The mission headed by Philippine Overseas Employment Administration chief Hans Leo Cacdac and Federated Association of Manpower Exporters president Alfredo Palmiery left last week for Jordan and Lebanon before proceeding to Kurdistan.
The mission primarily intended to wrap up a standard employment contract for domestic workers in Jordan and Lebanon, where early this year Labor Secretary Rosalinda Baldoz signed an agreement on the welfare and protection of Filipino domestics.
After their trips to Jordan and Lebanon, the mission headed to Erbil, the capital of Kurdistan, where the deployment ban was recently lifted.
Thousands of new jobs are opening up in Erbil which local Kurdish leaders plan to convert into a “New Dubai,” according to Emmanuel Geslani, a consultant of several Manila-based recruitment agencies.
“The city now has modern malls with stores of international brands and even indoor skating rinks. Many migrant workers have found good paying skilled jobs there because it’s a violence-free part of Iraq,” he said.

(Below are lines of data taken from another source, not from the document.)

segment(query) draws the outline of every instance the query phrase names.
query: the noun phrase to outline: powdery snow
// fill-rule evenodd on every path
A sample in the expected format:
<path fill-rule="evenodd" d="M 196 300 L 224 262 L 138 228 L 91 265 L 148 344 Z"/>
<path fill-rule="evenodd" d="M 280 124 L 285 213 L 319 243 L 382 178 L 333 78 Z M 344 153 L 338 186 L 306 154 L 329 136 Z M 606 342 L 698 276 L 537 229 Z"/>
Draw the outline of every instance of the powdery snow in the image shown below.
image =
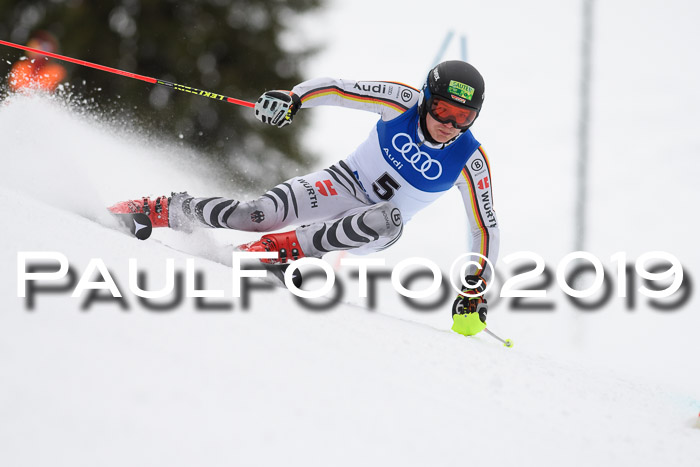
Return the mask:
<path fill-rule="evenodd" d="M 0 128 L 15 142 L 3 149 L 0 188 L 2 465 L 690 466 L 700 458 L 699 320 L 690 306 L 631 314 L 618 301 L 588 316 L 552 294 L 555 313 L 523 315 L 501 303 L 489 323 L 515 341 L 505 349 L 485 334 L 449 331 L 449 305 L 407 309 L 386 282 L 375 311 L 347 278 L 352 304 L 312 312 L 272 289 L 254 291 L 243 310 L 228 297 L 230 268 L 198 257 L 206 288 L 227 293 L 208 303 L 232 309 L 203 311 L 185 299 L 147 310 L 129 291 L 128 258 L 155 289 L 167 258 L 178 271 L 194 254 L 225 262 L 222 252 L 251 234 L 160 230 L 140 242 L 110 228 L 104 206 L 174 185 L 202 195 L 231 187 L 208 183 L 206 168 L 181 150 L 45 99 L 13 99 Z M 389 265 L 425 256 L 449 268 L 449 250 L 426 250 L 415 237 L 438 217 L 425 216 L 387 252 Z M 16 292 L 18 251 L 59 251 L 78 277 L 102 258 L 129 309 L 81 310 L 85 296 L 64 292 L 39 294 L 27 310 Z"/>

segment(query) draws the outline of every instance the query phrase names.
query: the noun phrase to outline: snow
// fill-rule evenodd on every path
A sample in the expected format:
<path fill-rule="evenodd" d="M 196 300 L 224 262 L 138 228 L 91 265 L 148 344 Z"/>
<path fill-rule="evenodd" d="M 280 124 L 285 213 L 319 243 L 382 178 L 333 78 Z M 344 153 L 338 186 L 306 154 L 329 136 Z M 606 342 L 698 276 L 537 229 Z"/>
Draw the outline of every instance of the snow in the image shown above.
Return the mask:
<path fill-rule="evenodd" d="M 167 258 L 183 270 L 192 254 L 214 258 L 250 234 L 161 230 L 140 242 L 105 227 L 104 205 L 168 185 L 214 192 L 203 169 L 176 148 L 45 98 L 12 99 L 0 126 L 18 143 L 4 149 L 0 189 L 3 465 L 697 461 L 694 310 L 580 318 L 597 326 L 590 339 L 606 351 L 625 335 L 617 351 L 636 364 L 624 370 L 558 337 L 576 313 L 562 300 L 543 316 L 495 308 L 489 323 L 513 349 L 452 333 L 449 307 L 408 310 L 386 283 L 374 311 L 350 280 L 345 301 L 354 305 L 324 312 L 283 289 L 254 292 L 248 310 L 228 295 L 207 299 L 232 307 L 224 311 L 194 299 L 148 310 L 129 291 L 127 258 L 138 258 L 155 289 Z M 136 162 L 143 171 L 132 170 Z M 419 219 L 410 227 L 427 233 Z M 442 266 L 446 253 L 416 247 L 413 235 L 389 262 L 413 247 Z M 101 258 L 129 309 L 92 302 L 81 310 L 85 296 L 63 292 L 39 294 L 27 310 L 16 293 L 19 251 L 59 251 L 78 276 Z M 227 266 L 197 259 L 196 267 L 207 289 L 230 290 Z M 660 332 L 650 338 L 649 327 Z"/>

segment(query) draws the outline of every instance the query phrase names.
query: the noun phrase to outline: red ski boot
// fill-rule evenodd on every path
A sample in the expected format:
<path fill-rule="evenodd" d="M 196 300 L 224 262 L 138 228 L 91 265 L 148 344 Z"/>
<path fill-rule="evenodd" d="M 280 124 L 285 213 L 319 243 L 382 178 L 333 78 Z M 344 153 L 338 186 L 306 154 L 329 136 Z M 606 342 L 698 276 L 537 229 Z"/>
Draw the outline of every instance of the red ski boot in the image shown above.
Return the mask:
<path fill-rule="evenodd" d="M 110 206 L 109 211 L 113 214 L 137 214 L 143 213 L 151 220 L 153 227 L 169 227 L 168 207 L 170 198 L 159 196 L 155 200 L 151 198 L 134 199 L 121 201 L 114 206 Z"/>
<path fill-rule="evenodd" d="M 238 247 L 242 251 L 277 251 L 278 259 L 261 259 L 263 263 L 278 264 L 304 257 L 297 234 L 294 230 L 277 234 L 263 235 L 260 240 Z"/>

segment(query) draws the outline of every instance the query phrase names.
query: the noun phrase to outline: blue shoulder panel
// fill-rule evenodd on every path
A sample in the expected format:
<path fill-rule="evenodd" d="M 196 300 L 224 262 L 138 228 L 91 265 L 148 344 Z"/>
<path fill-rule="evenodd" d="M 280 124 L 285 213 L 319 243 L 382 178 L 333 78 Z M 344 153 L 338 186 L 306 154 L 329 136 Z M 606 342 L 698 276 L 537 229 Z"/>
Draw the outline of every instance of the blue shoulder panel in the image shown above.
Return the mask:
<path fill-rule="evenodd" d="M 417 144 L 418 106 L 388 122 L 380 120 L 377 134 L 386 163 L 412 186 L 429 193 L 452 187 L 464 164 L 479 147 L 470 130 L 444 149 Z"/>

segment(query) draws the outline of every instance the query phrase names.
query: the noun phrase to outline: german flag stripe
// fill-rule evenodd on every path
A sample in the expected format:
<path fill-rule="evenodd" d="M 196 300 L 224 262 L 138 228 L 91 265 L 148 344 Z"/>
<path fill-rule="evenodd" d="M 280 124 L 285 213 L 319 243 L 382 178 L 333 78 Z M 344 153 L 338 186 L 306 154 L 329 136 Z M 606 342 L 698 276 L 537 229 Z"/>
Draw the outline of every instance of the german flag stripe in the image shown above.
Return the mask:
<path fill-rule="evenodd" d="M 414 88 L 413 86 L 409 86 L 408 84 L 404 84 L 404 83 L 399 83 L 398 81 L 382 81 L 382 83 L 398 84 L 399 86 L 411 88 L 416 92 L 420 92 L 418 89 Z"/>
<path fill-rule="evenodd" d="M 392 109 L 400 113 L 404 113 L 406 110 L 408 110 L 408 107 L 406 107 L 405 105 L 401 105 L 398 102 L 393 101 L 391 99 L 381 99 L 373 96 L 363 96 L 361 94 L 345 91 L 343 89 L 340 89 L 338 86 L 328 86 L 325 88 L 318 88 L 314 89 L 313 91 L 309 91 L 303 96 L 301 96 L 301 102 L 302 104 L 305 104 L 311 99 L 315 99 L 317 97 L 330 96 L 333 94 L 336 94 L 342 97 L 343 99 L 348 99 L 355 102 L 367 102 L 385 105 L 387 107 L 391 107 Z"/>
<path fill-rule="evenodd" d="M 486 155 L 486 151 L 484 151 L 484 148 L 479 146 L 479 152 L 481 153 L 482 156 L 484 156 L 484 160 L 486 161 L 486 171 L 489 173 L 489 183 L 493 185 L 493 180 L 491 180 L 491 164 L 489 163 L 489 156 Z M 491 206 L 494 205 L 493 202 L 493 188 L 491 189 Z"/>
<path fill-rule="evenodd" d="M 483 154 L 483 152 L 482 152 Z M 474 180 L 466 167 L 462 169 L 462 176 L 467 181 L 467 186 L 469 187 L 469 194 L 471 198 L 471 209 L 474 213 L 474 219 L 476 220 L 477 227 L 481 230 L 481 244 L 478 245 L 477 253 L 483 256 L 489 255 L 489 231 L 486 228 L 486 223 L 484 222 L 484 217 L 481 215 L 481 210 L 479 209 L 479 203 L 476 197 L 476 188 L 474 187 Z M 484 259 L 479 259 L 479 264 L 482 268 L 486 267 L 486 261 Z"/>

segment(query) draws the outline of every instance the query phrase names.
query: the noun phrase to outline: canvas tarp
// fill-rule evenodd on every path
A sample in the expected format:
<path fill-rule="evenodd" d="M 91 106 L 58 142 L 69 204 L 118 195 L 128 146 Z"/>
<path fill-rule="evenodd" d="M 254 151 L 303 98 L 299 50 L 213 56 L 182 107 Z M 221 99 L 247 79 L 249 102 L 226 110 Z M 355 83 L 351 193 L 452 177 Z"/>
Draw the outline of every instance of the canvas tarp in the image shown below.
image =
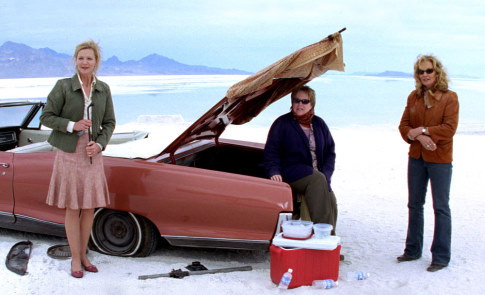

Geslani, citing recruitment industry estimates, said there were “a few thousand” OFWs in Kurdistan all of whom had been there since 2005. He said the recent lifting of the deployment ban to northern Iraq would now allow OFWs to go home for vacations and return to their jobs as documented workers.
In the rest of Iraq, there are still around 600 OFWs mostly working in the remaining United States military facilities, he said. The rest of the OFWs are deployed to international agencies based in Baghdad such as the World Bank, International Monetary Fund, Red Cross and nongovernment organizations involved in development and financial programs in Iraq.